You have just found one of New Orleans’s most creative confectioners, passionate patissiers; a designer of delicate delights, master of meringues, and other delightful sweets and treats! No matter the event you want to make special, I am ready to make it even more memorable.
Hi there, I’m Stacey, the owner of Stacey’s Custom Cakes. I have been baking nearly all my life, beginning with my grandmother teaching me to make chocolate chip cookies. With the love and support of many friends, I embarked on turning my passionate hobby into a professional reality in 2016. What a fun time it has been!
I personally want to welcome you to my kitchen, my bakery-laboratory. This is my home, where I can test recipes and discover new flavors to delight my clients. “Wait, clients not customers?” I hear you saying.
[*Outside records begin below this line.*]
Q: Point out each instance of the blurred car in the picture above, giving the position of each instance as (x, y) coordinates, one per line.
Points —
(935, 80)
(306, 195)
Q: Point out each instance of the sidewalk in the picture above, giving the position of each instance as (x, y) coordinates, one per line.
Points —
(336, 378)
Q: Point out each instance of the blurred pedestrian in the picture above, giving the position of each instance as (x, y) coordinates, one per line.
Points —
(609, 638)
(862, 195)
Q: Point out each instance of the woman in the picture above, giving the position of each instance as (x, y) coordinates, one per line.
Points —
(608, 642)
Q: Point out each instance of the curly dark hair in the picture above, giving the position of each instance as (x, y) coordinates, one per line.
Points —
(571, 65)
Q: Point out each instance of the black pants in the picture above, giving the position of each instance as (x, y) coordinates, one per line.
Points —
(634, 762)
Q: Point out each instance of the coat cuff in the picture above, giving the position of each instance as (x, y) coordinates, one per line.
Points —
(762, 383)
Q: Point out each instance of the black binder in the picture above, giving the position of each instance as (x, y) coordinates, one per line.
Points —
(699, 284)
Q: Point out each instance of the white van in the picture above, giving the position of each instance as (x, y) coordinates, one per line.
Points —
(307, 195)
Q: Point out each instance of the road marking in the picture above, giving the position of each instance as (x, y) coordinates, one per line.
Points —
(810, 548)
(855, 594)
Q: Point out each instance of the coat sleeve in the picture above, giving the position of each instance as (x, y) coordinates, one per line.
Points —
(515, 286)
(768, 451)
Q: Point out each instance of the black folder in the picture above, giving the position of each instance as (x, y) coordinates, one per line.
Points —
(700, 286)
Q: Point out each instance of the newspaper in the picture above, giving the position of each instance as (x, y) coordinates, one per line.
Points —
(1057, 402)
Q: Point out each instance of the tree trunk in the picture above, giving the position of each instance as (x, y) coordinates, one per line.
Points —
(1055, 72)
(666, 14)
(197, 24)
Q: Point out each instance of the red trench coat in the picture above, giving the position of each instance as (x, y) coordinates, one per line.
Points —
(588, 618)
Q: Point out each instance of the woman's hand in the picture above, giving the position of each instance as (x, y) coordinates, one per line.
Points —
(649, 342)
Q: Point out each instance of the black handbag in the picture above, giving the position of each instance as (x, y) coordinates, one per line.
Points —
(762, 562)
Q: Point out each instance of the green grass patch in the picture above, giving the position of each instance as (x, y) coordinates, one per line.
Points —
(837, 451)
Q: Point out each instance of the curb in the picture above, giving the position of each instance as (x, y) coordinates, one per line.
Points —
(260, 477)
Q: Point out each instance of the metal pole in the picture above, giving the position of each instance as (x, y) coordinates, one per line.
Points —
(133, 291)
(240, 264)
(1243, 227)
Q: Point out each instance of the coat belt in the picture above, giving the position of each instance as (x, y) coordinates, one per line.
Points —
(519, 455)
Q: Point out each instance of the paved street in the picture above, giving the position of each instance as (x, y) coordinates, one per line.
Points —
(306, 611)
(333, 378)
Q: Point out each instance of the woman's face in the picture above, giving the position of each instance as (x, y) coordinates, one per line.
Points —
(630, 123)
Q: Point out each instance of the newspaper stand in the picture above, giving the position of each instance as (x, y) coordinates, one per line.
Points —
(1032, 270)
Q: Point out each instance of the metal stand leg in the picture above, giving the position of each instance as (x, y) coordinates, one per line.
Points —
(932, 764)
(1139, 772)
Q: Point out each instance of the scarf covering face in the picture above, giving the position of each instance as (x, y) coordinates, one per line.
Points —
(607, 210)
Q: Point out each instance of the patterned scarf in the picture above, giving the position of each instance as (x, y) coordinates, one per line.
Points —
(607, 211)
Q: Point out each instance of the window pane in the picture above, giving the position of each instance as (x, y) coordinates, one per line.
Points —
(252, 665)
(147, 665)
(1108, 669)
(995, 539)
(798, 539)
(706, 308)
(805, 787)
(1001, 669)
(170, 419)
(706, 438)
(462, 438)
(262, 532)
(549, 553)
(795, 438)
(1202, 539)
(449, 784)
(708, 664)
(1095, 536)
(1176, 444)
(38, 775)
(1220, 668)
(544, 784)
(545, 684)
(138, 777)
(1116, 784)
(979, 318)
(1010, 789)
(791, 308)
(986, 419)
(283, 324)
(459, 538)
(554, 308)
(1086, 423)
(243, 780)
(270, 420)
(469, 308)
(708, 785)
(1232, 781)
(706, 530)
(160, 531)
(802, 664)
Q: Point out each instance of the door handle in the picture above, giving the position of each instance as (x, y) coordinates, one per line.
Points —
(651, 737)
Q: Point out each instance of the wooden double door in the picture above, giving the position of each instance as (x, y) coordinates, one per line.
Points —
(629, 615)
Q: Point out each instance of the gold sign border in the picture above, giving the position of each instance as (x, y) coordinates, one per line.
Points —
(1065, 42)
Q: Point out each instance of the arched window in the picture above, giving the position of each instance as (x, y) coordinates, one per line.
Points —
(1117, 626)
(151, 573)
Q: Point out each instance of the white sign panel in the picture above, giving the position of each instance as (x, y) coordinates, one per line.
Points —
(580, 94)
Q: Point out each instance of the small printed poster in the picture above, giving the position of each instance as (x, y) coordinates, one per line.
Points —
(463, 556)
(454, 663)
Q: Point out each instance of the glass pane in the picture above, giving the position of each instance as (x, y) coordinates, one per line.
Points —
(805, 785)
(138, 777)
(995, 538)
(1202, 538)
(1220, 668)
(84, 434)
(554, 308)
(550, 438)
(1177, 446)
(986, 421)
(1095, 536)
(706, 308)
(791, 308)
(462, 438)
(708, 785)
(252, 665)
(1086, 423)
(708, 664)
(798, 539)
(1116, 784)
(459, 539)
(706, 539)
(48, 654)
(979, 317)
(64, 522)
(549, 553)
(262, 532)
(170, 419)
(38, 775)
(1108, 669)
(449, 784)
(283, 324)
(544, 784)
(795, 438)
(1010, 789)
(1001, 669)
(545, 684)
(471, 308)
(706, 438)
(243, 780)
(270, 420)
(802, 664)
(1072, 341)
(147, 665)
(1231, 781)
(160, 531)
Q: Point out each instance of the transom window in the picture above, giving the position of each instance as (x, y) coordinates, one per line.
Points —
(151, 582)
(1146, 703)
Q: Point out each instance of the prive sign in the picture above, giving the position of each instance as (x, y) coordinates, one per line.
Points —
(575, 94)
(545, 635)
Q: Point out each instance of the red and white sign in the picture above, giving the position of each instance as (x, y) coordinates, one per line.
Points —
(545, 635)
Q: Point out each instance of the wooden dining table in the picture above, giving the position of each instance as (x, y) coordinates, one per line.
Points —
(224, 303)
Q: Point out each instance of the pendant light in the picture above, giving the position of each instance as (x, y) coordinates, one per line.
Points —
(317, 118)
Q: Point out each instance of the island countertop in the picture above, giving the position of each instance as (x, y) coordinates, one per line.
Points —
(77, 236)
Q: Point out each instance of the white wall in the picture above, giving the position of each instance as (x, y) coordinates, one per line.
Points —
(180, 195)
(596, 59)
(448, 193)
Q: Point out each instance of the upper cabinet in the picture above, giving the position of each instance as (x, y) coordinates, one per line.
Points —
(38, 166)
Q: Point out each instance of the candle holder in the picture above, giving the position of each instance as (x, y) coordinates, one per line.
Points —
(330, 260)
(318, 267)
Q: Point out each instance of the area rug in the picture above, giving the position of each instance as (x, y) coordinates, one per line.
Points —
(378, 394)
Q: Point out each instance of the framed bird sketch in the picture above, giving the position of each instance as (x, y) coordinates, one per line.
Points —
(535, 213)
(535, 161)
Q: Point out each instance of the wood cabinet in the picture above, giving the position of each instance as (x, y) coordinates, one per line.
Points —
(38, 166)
I view each and every one of my customers as clients because I’m not interested in selling you a confection and hustling you out the door. My wish is that you will be so pleased with my craft, that you become a lifetime customer, perhaps even a multi-generational customer. That, my friend is why I will never consider you a mere customer, but a true client.
…excellent pastry could only be done with the best ingredients. Butter, sugar, chocolate, flour, almonds … I have always chosen the ultimate products, without ever making the slightest concession on quality, at a time when we did not hesitate to replace butter with margarine.
—Gaston Lenôtre (source)
My philosophy on baking (ironically) enough resembles a cake. There are three tiers, each building on each other.
The first tier—the foundation—of my philosophy on baking starts with my family. My grandfather taught me the importance of fresh ingredients, my grandmother taught me how to follow my taste buds, and my mother taught me how to decorate cakes. A voracious appetite for cooking and baking shows continued pushing me forward with my craft as loved ones passed on.
The second tier is an absolute dedication to the best quality ingredients as the base of everything I make. I am very proud of the fact that nothing coming from my kitchen is boxed, pre-mixed, or artificially flavored*. My ingredients are organic and fair trade whenever possible.
The third and final tier comes down to the tools I use. I intentionally use a smaller mixer, so cake batters and doughs are prepared immediately before baking. Refrigerating or freezing large batch-made product is simply not an option. I laminate my dough for croissants and puff pastry by hand to ensure they don’t taste machine made. Sure, this means it takes more time, but it also means that each and every product I make proudly bears a label stating, “This handmade treat came from Stacey’s Custom Cakes.”
* Unfortunately, it is a reality that some artificial flavors have to be used. An example is vanillin, a substitute for vanilla extract, is used to ensure pure white buttercreams stay pure white and do not take on a sickly tan shade.